Information as the Resolution of Uncertainty
“Information is the resolution of uncertainty.”
– Claude Shannon
Suppose I know who the murderer is, and you’ve narrowed it down to two suspects. How many bits of information do I need to provide to tell you who did it? Just one. The same applies to the murder weapon.
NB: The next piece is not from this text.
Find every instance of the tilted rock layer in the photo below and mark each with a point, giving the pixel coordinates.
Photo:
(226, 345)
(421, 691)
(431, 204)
Resolving your two bits of uncertainty requires two bits of information. “Uncertainty” and “information” are two sides of the same coin.
So every time you receive a byte of information, you can look at it this way. Initially there are $2^8 = 256$ possible values for that byte. So your uncertainty is $log(256) = 8~bits$. When you find out the value of the first bit, you have cut the number of possibilities in half to $2^7 = 128$. Which means uncertainty is now $log(128) = 7~bits$. So each bit of information resolves 1 bit of uncertainty.
Unequal Probabilities
If there are $n$ equally probable possibilities, each has a probability $p = 1/n$, and the uncertainty is:
$$ log(1/p) = -log(p) $$
But what if the possibilities aren’t equally probable?
If possibility $i$ has probability $p_i$, the uncertainty associated with that possibility is still $-log(p_i)$.
And it turns out, this is also the number of bits of information I must provide to you to tell you that $i$ is the correct value. For example, if $p_i=.25$, I need $-log(.25) = 4$ bits of information to communicate this value, no matter what the probabilities of the other values are. I need more bits to communicate improbable values, and less bits to communicate probable values.
But how does this work? We must have some sort of encoding scheme, that uses a different number of bits to encode different values.
In his seminal 1948 paper, “A Mathematical Theory of Communication,” Claude Shannon proved that there always exists an efficient encoding scheme such that, on average, communicating a value with probability $p_i$ requires $-log(p_i)$ bits.
Variable-Length Encoding
Suppose there are three possible values: A (50%), B (25%), and C (25%). After I find out which is the correct value, I want to communicate it to you efficiently. So we come up with an efficient encoding scheme that minimizes the expected number of bits I need to communicate it to you. We do this by assigning fewer bits to more probable possibilities:
- A: 0
- B: 10
- C: 11
If I send “0,” you know it’s A. If I send “1,” you need another bit to distinguish B from C.
And sure enough, the number of bits required for each value is equal to the negative log of its probability: $-log(0.50) = 1$ bit for A, and $-log(0.25) = 2$ bits for either B or C.
The expected number of bits to communicate the correct value is:
$$ 0.50 \cdot 1 + 0.25 \cdot 2 + 0.25 \cdot 2 = 1.5 $$
Generalizing, this formula is:
$$ \sum_{x \in \text{possibilities}} p(x) \cdot -log(p(x)) $$
Shannon called this measure entropy. It simultaneously measures the number of bits required to specify a value, and the amount of uncertainty we have about that value.
Shannon also proved this holds for any probability distribution.
For the special case where all possibilities are equally probable ($p = 1/n$), this reduces to:
$$ \sum \frac{1}{n} \cdot -log\left(\frac{1}{n}\right) = n ⋅ \frac{1}{n} ⋅ log(n) = log(n) $$
Conclusion
Shannon entropy generalizes a measure of uncertainty as the log of the number of possibilities. Information corresponds to the bits needed to eliminate uncertainty by specifying which is the correct value.
In the special case of equal probabilities, entropy simplifies to $log(n)$. For unequal probabilities, Shannon’s entropy calculates the average bits needed to identify the correct value using the most efficient encoding scheme.